Sunday, September 24, 2017

Ancestral Healing




Then Jesus began to talk to them in parables, "A man once planted a vineyard," he said, "fenced it round, dug out the hole for the wine-press and built a watch-tower. Then he let it out to some farm-workers and went abroad. At the end of the season he sent a servant to the tenants to receive his share of the vintage. But they got hold of him, knocked him about and sent him off empty-handed. The owner tried again. He sent another servant to them, but this one they knocked on the head and generally insulted. Once again he sent them another servant, but him they murdered. He sent many others and some they beat up and some they murdered. He had one man left - his own son who was very dear to him. He sent him last of all to the tenants, saying to himself, 'They will surely respect my own son.' But they said to each other, 'This fellow is the future owner - come on, let's kill him, and the property will be ours!' So they got hold of him and murdered him, and threw his body out of the vineyard. What do you suppose the owner of the vineyard is going to do? He will come and destroy the men who were working his vineyards and will hand it over to others. Have you never read this scripture - 
The stone which the builders rejected, 
The same was made the head of the corner;
This was the Lord,
And it is marvelous in  our eyes?"
At this they longed to get their hands on him, for they knew perfectly well that he had aimed this parable at them - but they were afraid of the people. So they left him and went away. Mark 12:1-12

Jesus is up against religious leadership here and he is telling them this parable-story to let them know that he knows what they're up to. The parable begins, "A man planted a vineyard," which is to say, God gathered a people, Israel, who are uniquely his own. The story contains wonderful detail reflecting God's care:  the vineyard has a protective fence, an in-house wine-press and a watch-tower.

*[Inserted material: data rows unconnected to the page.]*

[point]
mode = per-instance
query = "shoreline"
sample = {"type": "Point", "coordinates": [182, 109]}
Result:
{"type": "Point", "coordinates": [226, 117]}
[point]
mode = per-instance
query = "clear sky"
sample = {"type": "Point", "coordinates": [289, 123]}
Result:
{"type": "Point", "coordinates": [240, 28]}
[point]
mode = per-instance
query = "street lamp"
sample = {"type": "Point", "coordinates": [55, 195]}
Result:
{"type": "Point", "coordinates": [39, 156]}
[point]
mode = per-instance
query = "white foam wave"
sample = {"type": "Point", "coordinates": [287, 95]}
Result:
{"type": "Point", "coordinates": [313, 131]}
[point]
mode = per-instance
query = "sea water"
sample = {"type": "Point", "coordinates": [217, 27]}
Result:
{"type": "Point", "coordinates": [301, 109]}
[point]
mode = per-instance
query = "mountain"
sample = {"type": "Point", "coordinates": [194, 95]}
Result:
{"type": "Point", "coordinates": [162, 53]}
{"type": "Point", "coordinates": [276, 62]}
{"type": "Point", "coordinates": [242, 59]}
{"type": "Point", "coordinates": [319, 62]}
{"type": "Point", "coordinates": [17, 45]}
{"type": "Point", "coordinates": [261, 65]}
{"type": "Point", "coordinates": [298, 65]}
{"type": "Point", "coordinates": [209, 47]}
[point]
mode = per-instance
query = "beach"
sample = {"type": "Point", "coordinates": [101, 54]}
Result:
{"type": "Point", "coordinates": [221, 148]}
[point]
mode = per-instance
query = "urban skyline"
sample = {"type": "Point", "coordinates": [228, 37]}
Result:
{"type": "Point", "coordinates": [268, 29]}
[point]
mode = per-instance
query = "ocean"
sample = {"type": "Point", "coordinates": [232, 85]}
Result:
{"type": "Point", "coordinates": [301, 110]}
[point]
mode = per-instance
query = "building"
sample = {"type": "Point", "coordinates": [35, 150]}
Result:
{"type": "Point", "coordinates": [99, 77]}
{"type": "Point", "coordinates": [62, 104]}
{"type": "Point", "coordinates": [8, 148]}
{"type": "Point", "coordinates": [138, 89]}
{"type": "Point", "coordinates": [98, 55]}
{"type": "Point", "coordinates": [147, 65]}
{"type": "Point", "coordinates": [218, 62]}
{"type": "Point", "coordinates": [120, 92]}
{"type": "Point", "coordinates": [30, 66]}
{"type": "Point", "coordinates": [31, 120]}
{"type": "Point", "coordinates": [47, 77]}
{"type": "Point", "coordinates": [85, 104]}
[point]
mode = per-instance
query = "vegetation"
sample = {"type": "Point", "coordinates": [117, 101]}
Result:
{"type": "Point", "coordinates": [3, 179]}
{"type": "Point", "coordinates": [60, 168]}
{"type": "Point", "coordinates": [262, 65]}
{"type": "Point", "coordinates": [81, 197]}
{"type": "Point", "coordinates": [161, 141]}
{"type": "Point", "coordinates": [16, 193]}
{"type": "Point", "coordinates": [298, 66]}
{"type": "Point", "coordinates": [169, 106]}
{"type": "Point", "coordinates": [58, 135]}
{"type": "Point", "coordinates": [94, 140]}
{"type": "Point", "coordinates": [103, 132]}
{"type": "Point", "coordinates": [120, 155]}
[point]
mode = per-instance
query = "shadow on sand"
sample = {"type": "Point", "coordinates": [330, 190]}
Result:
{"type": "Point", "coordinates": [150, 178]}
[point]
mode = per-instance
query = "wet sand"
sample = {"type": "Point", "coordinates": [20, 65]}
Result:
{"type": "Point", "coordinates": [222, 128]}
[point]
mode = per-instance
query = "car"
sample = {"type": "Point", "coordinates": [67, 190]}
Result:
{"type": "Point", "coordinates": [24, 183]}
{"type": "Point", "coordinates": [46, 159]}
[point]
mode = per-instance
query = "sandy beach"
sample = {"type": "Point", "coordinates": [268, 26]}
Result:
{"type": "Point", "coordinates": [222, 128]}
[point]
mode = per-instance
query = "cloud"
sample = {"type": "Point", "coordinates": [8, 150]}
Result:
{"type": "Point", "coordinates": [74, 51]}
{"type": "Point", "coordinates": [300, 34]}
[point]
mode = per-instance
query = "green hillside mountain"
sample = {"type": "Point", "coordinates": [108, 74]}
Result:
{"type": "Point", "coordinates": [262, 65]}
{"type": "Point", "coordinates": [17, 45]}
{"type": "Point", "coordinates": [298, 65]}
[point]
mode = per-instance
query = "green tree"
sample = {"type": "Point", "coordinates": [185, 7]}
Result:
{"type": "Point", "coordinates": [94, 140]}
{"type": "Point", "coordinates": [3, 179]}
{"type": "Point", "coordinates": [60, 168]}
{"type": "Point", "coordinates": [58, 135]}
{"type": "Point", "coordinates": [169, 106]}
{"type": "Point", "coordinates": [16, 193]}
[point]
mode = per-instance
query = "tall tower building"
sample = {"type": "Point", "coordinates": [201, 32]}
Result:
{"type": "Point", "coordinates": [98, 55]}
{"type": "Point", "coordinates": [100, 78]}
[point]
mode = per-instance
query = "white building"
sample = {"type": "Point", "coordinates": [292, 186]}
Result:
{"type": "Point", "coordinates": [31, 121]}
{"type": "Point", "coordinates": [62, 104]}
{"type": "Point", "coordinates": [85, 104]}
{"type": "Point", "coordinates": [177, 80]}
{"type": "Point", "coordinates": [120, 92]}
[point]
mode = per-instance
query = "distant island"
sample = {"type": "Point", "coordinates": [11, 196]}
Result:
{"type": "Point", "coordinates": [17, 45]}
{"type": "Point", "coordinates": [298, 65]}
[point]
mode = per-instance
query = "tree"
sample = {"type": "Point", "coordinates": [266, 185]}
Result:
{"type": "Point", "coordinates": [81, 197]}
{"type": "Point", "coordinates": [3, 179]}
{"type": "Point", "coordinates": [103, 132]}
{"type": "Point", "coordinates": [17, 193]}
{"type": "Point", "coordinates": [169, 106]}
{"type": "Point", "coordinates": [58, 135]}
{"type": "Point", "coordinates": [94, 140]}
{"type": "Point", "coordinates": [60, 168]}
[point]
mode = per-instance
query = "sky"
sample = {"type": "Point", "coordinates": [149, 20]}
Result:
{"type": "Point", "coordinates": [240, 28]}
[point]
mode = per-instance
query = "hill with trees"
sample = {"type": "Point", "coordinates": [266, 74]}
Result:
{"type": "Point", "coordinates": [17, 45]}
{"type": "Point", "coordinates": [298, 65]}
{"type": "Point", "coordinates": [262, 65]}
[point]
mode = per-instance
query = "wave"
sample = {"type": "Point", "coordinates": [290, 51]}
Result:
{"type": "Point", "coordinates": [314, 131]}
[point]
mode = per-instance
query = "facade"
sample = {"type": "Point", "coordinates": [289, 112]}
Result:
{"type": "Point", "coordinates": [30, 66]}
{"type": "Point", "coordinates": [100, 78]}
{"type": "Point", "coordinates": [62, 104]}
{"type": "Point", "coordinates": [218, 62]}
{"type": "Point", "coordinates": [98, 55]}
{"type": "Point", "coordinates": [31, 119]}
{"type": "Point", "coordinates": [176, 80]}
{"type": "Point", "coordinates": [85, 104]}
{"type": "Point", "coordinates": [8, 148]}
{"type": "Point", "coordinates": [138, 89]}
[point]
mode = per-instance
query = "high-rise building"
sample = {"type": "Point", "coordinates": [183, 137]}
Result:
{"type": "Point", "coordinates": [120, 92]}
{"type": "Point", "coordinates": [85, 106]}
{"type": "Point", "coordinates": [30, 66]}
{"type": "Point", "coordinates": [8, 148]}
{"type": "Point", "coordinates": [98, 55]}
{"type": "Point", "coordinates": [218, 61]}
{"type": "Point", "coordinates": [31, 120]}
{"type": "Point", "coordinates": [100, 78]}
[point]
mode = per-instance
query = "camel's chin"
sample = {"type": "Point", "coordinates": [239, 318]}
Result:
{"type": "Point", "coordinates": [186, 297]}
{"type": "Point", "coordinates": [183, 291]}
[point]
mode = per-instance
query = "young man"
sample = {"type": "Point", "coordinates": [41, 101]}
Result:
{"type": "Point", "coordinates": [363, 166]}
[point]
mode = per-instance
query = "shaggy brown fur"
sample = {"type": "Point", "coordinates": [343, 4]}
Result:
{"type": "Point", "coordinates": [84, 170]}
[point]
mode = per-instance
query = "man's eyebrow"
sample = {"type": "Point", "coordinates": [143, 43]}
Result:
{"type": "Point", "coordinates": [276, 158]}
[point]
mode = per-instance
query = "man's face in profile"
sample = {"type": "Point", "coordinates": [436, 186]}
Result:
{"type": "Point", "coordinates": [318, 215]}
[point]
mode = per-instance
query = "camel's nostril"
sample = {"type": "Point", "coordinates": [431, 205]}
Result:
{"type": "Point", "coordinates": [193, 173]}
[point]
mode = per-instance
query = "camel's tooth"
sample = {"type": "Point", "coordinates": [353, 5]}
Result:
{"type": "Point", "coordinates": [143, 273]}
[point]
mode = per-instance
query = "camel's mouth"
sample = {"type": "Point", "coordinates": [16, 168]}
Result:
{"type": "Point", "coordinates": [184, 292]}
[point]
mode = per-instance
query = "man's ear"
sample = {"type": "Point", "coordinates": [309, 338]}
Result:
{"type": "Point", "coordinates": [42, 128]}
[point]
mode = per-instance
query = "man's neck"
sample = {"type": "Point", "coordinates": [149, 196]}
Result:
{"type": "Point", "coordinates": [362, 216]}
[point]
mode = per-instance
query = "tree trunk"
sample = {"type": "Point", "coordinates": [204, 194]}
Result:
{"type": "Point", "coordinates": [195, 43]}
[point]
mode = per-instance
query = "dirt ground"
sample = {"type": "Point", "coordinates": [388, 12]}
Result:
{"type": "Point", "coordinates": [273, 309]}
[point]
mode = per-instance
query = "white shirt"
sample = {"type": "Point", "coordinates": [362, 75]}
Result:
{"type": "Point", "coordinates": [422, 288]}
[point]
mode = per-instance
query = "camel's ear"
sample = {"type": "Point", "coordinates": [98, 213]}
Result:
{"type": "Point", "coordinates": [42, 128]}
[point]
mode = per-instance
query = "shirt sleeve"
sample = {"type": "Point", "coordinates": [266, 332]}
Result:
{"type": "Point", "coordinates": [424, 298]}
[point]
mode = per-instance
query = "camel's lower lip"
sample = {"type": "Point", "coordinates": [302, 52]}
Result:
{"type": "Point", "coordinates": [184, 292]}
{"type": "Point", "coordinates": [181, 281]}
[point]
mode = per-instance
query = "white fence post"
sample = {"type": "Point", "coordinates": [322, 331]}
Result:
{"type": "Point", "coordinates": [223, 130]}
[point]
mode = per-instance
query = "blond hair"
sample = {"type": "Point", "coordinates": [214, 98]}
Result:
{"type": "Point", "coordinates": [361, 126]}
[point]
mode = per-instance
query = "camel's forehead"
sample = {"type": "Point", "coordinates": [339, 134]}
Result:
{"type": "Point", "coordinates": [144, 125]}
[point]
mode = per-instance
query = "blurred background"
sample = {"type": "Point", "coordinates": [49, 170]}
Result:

But God expected that in time this people would be fruitful in justice. Instead, the tenants (Israel) turned on God and abused the leaders God provided to secure them. And then the story becomes particularly sad, because the owner (God) not allowing his plan to be frustrated or utterly thwarted, sent servants - prophets - one after another to secure this fruit of justice. But prophets make people uncomfortable and are more often than not, likely to be exiled, abused, killed.

Jesus is saying to his religious listeners: "Murdering God's prophets is in your lineage." We all have a lineage. We all come from a long line of ancestors. We all have a family story that goes way back in time. Some of it we know about, other aspects are lost to time. This parable caused me to think that our own family-story needs to be healed. Some of the dis-ease or the historical wound influences how we are as family even to today. In every family-story there are accounts of:

divorce
child abuse
sex abuse
suicide
domestic violence
alcoholism
drug addiction
abandonment
depression
the bad spirit of ancestral:
hatred,
racial prejudice,
anti-semitism,
negative complaint


Victorious Christ ~ San Damiano ~ Assisi


What is there to do? I'd suggest consciously bringing it to Mass, and at the consecration and elevation of the bread and wine say, "Jesus please, your mercy, heal my family." You see, the stretch of Jesus reaches not only into the four directions, north, south, east and west, but also into time - past, present and future. We can entrust every wound to Jesus' timeless, healing, self-gift.